The portfolio is well diversified with more than 60 stock holdings and exposure to a single stock is restricted to about 5%, barring a few large-caps stocks including Reliance Industries, Bharti Airtel and so on.
As far as sectoral composition is concerned, the fund has a high exposure in financial, and oil & gas in the past one year. However, there has been a shift to low beta sectors like healthcare and IT. This has reduced the risk appetite of this multi cap fund and it now commands a beta of 1.03 times, implying that the fund's performance is aligned with that of the market.
Apart from this, the fund manager affirms to be bullish on cement, capital goods and FMCG sectors. This is quite evident in the fund's portfolio, with the cement sector gaining its place back in the portfolio after a break of six months and growing exposure of the FMCG sector.
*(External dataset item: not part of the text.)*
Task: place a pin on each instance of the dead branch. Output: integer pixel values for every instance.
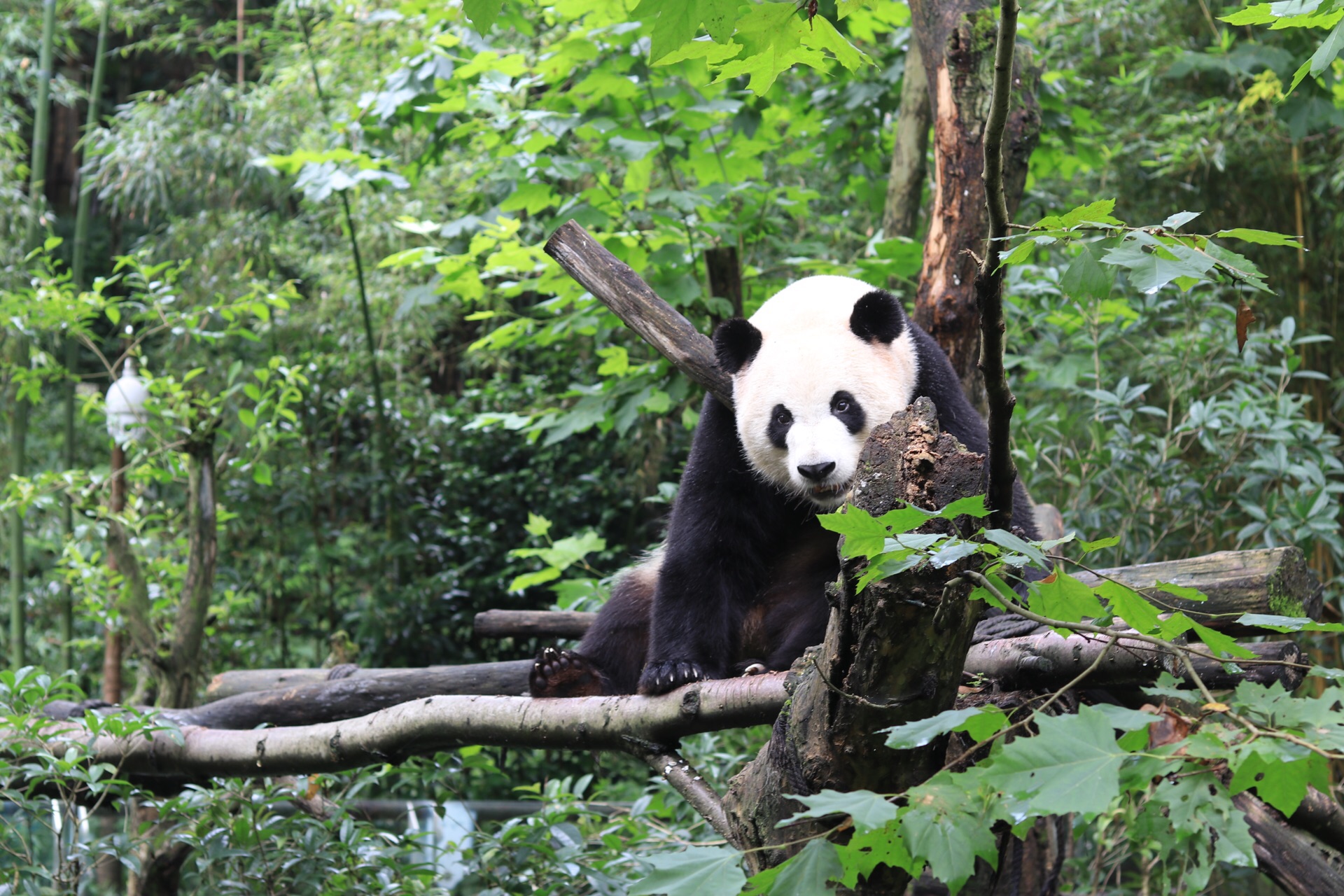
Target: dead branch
(424, 727)
(643, 311)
Currently the fund's portfolio turnover ratio is 2.5 times, which implies an average holding period being not more than 3-4 months. Only a handful of stocks, including L&T, Reliance Industries and ONGC, have been in the portfolio for more than two years now. However, according the fund manager, the heavy churning has been in practice from the past eight months only and is limited to high volatile sectors like metal and capital goods.
OUR VIEW:
Opportunity funds are a good option, especially in the current market scenario, as they seek to benefit from the next possible trigger at the market place. However, the fund has positioned itself in the category of the large-cap funds and so not been able to leverage on mid-cap stock bull run. However, despite this, there is no denying that the fund has been an outperformer for a while. Given its growth-oriented strategy, the fund might be a good bet in the long term.